Hbase Indexer - 索引器配置

The most basic indexer configuration only requires a table name and a single field. However, there are many configuration settings that can be used in an indexer configuration file to customize behavior.

最基础索引器配置只需要一个表名和一个字段名就可以。但是，有很多配置可以用于配置可以自定义解析器的行为。

1
2
3

<indexer table="mytable">
  <field name="fieldname" value="columnfamily:qualifier" type="string"/>
</indexer>

全局索引器属性（Global indexer attributes）

The following is a list of attributes that can be set on the top-level element in an indexer configuration.

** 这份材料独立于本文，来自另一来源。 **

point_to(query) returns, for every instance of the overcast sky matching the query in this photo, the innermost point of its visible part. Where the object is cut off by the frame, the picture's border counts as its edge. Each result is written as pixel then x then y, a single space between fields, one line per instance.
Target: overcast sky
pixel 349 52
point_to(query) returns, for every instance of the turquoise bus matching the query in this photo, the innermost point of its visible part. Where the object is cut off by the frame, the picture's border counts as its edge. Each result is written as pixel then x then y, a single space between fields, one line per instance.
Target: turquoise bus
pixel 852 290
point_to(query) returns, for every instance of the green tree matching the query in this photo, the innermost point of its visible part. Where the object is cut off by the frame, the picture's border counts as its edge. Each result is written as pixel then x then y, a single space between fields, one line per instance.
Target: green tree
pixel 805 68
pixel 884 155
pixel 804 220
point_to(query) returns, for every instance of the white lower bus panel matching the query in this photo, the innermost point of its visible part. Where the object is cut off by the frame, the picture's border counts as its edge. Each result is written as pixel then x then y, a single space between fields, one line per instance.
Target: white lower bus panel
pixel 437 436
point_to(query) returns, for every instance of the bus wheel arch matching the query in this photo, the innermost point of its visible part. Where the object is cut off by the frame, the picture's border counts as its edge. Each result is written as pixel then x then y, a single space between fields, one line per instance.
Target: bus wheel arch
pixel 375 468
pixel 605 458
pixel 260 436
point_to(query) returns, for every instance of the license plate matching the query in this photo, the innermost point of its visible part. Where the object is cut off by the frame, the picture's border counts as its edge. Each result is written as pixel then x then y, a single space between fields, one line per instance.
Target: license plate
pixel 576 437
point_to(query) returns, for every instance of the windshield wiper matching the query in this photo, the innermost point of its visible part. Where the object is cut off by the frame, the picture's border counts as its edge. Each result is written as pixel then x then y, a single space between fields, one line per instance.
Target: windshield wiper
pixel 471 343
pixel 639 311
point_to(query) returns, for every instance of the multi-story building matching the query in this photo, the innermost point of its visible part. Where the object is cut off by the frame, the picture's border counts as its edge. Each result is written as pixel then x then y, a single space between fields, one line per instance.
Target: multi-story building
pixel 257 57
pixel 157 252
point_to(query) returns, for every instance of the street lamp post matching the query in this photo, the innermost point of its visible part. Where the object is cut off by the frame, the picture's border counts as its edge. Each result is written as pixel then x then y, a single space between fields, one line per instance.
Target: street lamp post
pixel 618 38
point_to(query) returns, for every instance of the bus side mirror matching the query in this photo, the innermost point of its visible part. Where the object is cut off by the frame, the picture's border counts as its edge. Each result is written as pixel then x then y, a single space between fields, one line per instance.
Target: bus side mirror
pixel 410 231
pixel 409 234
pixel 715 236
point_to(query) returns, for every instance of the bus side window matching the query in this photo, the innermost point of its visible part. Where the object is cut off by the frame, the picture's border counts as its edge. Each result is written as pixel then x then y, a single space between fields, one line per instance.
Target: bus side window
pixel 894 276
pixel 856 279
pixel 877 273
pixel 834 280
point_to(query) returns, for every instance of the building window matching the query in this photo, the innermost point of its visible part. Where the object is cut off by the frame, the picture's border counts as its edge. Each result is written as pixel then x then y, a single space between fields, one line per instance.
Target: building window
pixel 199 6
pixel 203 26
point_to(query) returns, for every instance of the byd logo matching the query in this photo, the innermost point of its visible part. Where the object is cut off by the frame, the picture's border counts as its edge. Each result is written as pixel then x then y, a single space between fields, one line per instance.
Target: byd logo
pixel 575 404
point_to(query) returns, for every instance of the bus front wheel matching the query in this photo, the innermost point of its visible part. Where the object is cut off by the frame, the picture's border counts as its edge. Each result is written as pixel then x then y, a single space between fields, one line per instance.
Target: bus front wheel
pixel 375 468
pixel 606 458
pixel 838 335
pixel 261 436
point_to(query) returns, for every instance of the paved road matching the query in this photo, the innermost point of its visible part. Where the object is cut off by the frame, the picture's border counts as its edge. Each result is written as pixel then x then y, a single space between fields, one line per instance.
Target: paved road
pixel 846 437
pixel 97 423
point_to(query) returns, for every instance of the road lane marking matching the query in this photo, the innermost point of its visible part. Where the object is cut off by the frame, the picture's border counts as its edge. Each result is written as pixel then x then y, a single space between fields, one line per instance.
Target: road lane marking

以下列出的属性可以在顶层<indexer>节点中配置。

table

The table attribute specifies the name of the HBase table to be indexed by the indexer. It is the only mandatory attribute in the indexer element.

table属性用于指定HBase需要索引器索引的表名。这个indexer节点中强制要求的属性。

mapping-type

The mapping-type attribute has two possible values: row, or column. This attribute specifies whether row-based or column-based indexing is to be performed.

mapping-type属性有两种值：row和column。这个属性用于指定是基于行还是基于列的索引方式。

Row-based indexing treats all data within a single HBase row as input for a single document in Solr. This is the kind of indexing that would be used for an HBase table that contains a separate entity in each row, e.g. a table containing users.

基于行索引方式把Hbase一行当中的所有数据当成Solr的一个文档输入。这种方式用于索引一行就表示一个独立的实体的Hbase表，比如包含用户的表。

Column-based indexing treats each HBase cell as input for a single document in Solr. This approach could be used for example in a messaging platform where a single user’s messages are all stored in a single row, with each message being stored in a separate cell.

基于列索引方式把Hbase的一个列当作Solr的一个文档输入。这种处理可以用于消息平台，一个用户的所有消息存在同一行中，而每条消息存在一个单独的列上。

The default mapping-type value is row.

默认的mapping-type是row。

read-row

The read-row attribute has two possible values: dynamic, or never.

read-row属性有两种值：dyamic和never。

This attribute is only important when using row-based indexing. It specifies whether or not the indexer should re-read data from HBase in order to perform indexing.

这个属性中对基于行索引的方式才是重要的。它指定索引器为了进行索引是否需要从Hbase重新读取数据。

When set to “dynamic”, the indexer will read the necessary data from a row if a partial update to the row is performed in HBase. In dynamic mode, the row will not be re-read if all data needed to perform indexing is included in the row update.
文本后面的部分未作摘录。